In pursuit of a cure for Alzheimer’s, a team of scientists increase the brain size in a trio of maneaters to the point where the sharks can strategize against their captors. And when a hurricane traps them all in a lab sixty feet underwater, the humans are going to need every bit of brain power they can to survive.
Made up of equal parts Jaws, Alien and The Abyss, there’s nothing about Renny Harlin’s film that’s original. But his approach to the material is so playfully gruesome you can’t help but buy what he’s selling. With a cast that includes Thomas Jane as a buff shark wrangler, Stellan Skarsgard as yet another shady scientist and LL Cool J as a comic relief cook, Deep Blue Sea spends just enough time with each of them to get the audience invested…then unleashes the CGI killer machines.
Actually, unlike the infamous “Bruce” that plagued Spielberg, the effects hold up better in the scenes using animatronics. Harlin’s cuts fast and furious, adding floods, explosions and shattered glass to the mix, so that his sharks always pop up when you least expect them. Which brings us to Sam Jackson’s infamous demise, interrupting a long-winded action movie soliloquy with the sort of cruel comedic edge Hollywood hasn’t duplicated since.
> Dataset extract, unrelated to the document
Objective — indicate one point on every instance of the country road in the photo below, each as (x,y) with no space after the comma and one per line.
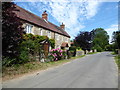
(92,71)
Released concurrently in a limited edition 4K UHD and Blu-ray sets, Arrow Video gives this one a new 4K restoration from the original camera negative. And, wow, does it deliver! Swimming with blues, yellows and gorgeous shadows, Deep Blue Sea looks revelatory compared to the muted color scheme of modern films. Extras include all the old featurettes from the way-back release, but who cares when you get two new commentary tracks, interviews, visual essays, a 60-page collector’s book, poster and slick slipcover. Guilty pleasures rarely look this good.